In the second part of the survey, students described their storytelling experiences in writing. They were asked to list the reasons why they enjoyed the storytelling activity and the reasons why they did not enjoy the storytelling. Many students listed reasons for both enjoying and not enjoying, indicating that the students perceived both pros and cons of the storytelling project. Their opinions are very informative and revealing. There were 321 different statements regarding enjoying the storytelling. Those statements were grouped into eleven categories according to the content (see Appendix B for details).
The most frequently mentioned reason in the "Enjoyed" category was 'skill/knowledge improvement.' It was mentioned by 117 students. Of 117 students, 41 of them said something about improving speaking skills. The second most mentioned reason in this category is 'enjoyment', which was listed by 35 students. The third category is 'telling stories is fun' (n=33). The fourth category reflects students' positive views on the role of storytelling as a learning method (n=30). The fifth category is 'writing stories is fun' (n=20); students expressed their enjoyment of writing personal stories. The sixth category is 'comparison' (n=17). Seventeen students gave the statements comparing the storytelling project with the other oral exam format. The seventh category is 'different from other class activities' (n=13). Thirteen students remarked on the distinguishedness of the storytelling project from other learning activities. The eighth category is 'challenge' (n=11). The ninth category is 'real world experience' (n=9). The students commented on the relevance of storytelling to their everyday lives. The tenth category is 'creativity' (n=9). Other reasons (n=27) were put together in the 'Other' category because they did not fit into any one of the above 10 major categories. These reasons demonstrate that the students experienced progress in Japanese skills and had fun in the process.

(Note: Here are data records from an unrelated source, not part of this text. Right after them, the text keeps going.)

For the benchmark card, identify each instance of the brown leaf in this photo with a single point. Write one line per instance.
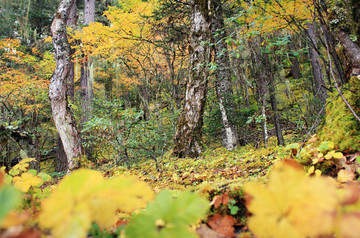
(1, 178)
(222, 199)
(351, 193)
(350, 225)
(205, 232)
(345, 176)
(223, 224)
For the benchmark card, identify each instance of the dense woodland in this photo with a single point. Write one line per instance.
(180, 118)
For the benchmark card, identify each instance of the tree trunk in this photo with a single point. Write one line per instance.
(320, 91)
(223, 78)
(352, 50)
(295, 65)
(86, 67)
(278, 129)
(187, 141)
(64, 120)
(61, 160)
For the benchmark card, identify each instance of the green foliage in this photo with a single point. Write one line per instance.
(85, 197)
(167, 216)
(341, 127)
(125, 135)
(9, 199)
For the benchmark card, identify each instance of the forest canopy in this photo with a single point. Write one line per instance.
(179, 118)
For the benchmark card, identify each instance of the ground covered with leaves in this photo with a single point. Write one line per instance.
(265, 192)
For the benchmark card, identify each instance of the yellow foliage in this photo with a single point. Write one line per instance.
(292, 204)
(268, 16)
(25, 181)
(85, 197)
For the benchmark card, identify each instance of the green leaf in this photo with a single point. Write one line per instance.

There were 167 different statements expressing why the students did NOT enjoy the storytelling project. They were classified into eight categories (see Appendix C for details). The most frequently mentioned reason in this category was 'memorization' (n=38). The second category is 'nervousness' (n=31). The third category is 'difficulty of the assignment' (n=26). The fourth category is 'limited vocabulary/grammar' (n=20). The fifth category is 'not enough time' (n=12). The sixth category is 'difficulty in coming up with a good story' (n=7). The seventh category is 'unclear instruction/uncertainty of requirements' (n=6). The eighth category is 'Others' (n=27). It contains reasons that do not belong to any of the above categories. These statements indicate that the students experienced a certain degree of frustration due to their own skill deficiencies and due to the fact that they had to rely on memorization of long texts.
This paper analyzed the data obtained from students of second semester Japanese who had participated in a new storytelling project. The students described the storytelling project as a positive experience. An important element of their positive experiences was the fact that they found storytelling enjoyable. In addition, they perceived storytelling as contributing to the improvement of their language skills. This kind of overall positive way in which students perceived storytelling is likely to promote their motivation and persistence in learning Japanese.

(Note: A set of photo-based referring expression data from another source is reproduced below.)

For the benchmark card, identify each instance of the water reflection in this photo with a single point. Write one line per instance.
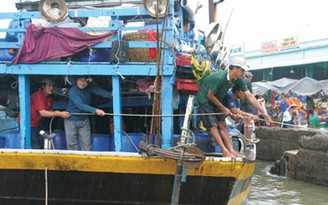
(270, 189)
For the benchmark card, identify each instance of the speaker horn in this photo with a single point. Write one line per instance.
(156, 10)
(212, 34)
(54, 11)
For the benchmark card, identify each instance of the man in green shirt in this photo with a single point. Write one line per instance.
(210, 97)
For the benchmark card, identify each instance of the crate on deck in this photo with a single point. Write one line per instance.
(184, 60)
(187, 86)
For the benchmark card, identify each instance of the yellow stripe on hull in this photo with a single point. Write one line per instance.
(120, 164)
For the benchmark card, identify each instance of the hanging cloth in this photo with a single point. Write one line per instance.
(200, 71)
(43, 43)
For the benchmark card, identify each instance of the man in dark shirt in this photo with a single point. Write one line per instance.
(210, 97)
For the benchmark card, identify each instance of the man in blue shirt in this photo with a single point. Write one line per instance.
(77, 127)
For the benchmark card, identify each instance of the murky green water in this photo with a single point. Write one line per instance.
(268, 189)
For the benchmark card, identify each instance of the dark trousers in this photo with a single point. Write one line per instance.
(37, 141)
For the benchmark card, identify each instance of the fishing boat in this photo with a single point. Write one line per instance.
(167, 168)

Ryan and Deci (2000) proposed that students become engaged and interested in, and thus enjoy the activities that appeal to their needs for autonomy, competence, and relatedness. The more autonomy, competence, and relatedness students experience, the higher their motivation becomes. This presenter believes that the storytelling project includes these three components. Students were able to make decisions in all aspects of creating a personal story (autonomy). They had total freedom in selecting a topic, describing the setting and characters involved, and developing the plot. Students had the opportunity to experience the challenge of integrating what they have learned so far into a coherent, meaningful personal story (competence). They monitored what they have learned and used that learning as much as possible. In addition, students could internalize the values of the storytelling project presented by the instructor (relatedness). Those values include 1) the value of reflecting upon their own lives and applying their experiences to the task of telling a personal narrative, 2) the value of sharing a story with fellow students who will respect the storyteller's effort and creativity; and 3) the value of using the language in more personal ways.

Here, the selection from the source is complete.